Email spoofing — when someone sends mail that appears to come from your domain — damages brand trust and can trigger blacklisting that hurts your legitimate campaigns. This video walks through the authentication stack and policy choices that stop unauthorized senders.
SPF, DKIM, and DMARC work together. SPF lists who may send for your domain. DKIM signs message content. DMARC tells receivers what to do when authentication fails and sends you aggregate reports on who is using your domain.
Domains without DMARC enforcement remain easy targets for phishing and BEC-style attacks.
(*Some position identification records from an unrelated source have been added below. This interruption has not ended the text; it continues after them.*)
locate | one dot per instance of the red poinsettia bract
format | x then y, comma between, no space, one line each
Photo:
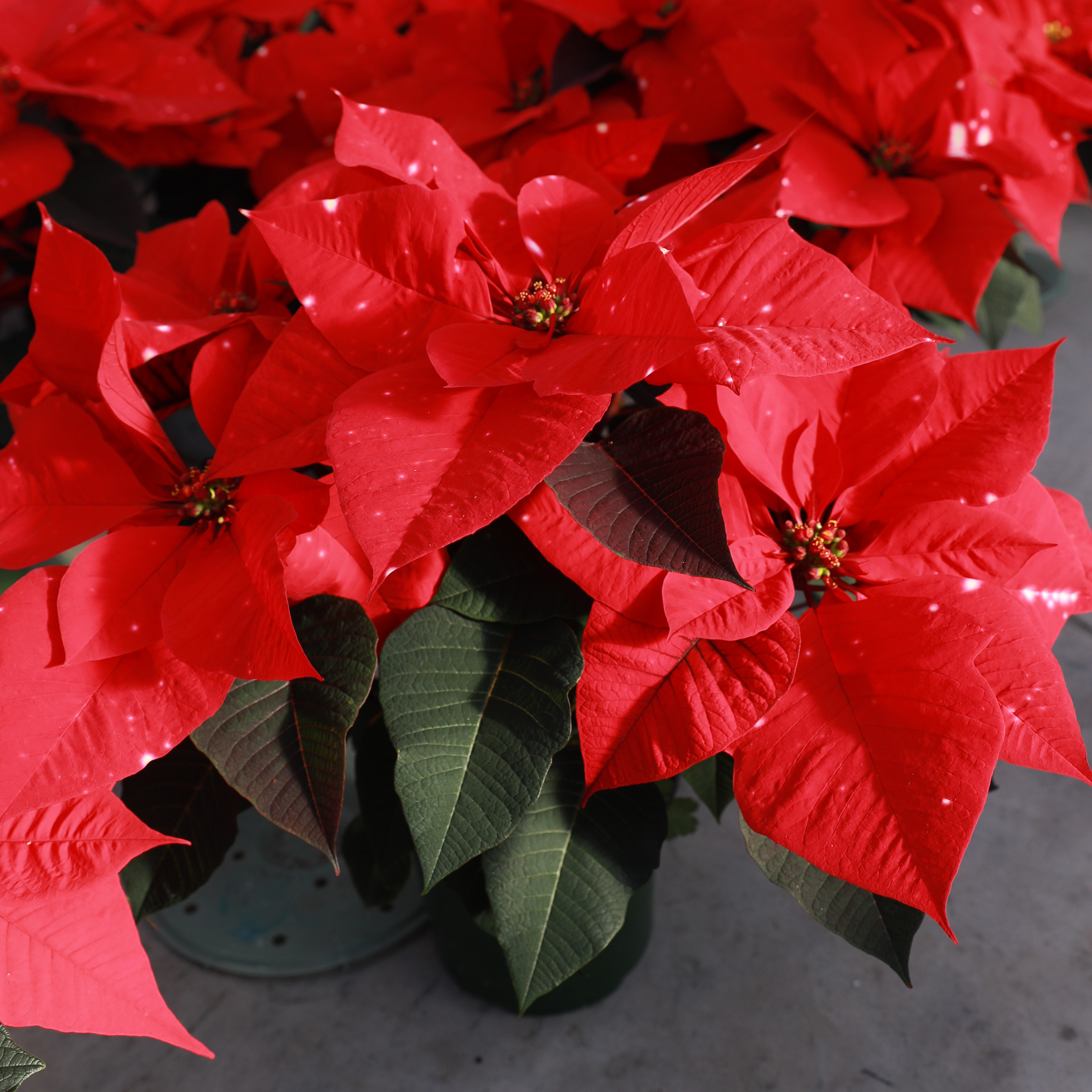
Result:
495,331
945,573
Even if you do not send much email, an unprotected domain can be abused — and receivers may start treating all mail from your brand skeptically.
Brand impersonation also shows up in DMARC reports as failing sources you never authorized — marketing tools you forgot to offboard, old agencies, or outright malicious senders.
Start with SPF: enumerate every platform that sends as you (ESP, CRM, helpdesk, Shopify, etc.) and merge into a valid SPF record without too many DNS lookups.
Add DKIM for each sending source. Then publish DMARC — begin at p=none to collect reports, move toward quarantine and reject once legitimate sources pass consistently.
DMARC aggregate reports are not glamorous, but they are the early warning system for unauthorized use of your domain. Review them on a cadence — especially after adding tools or changing ESPs.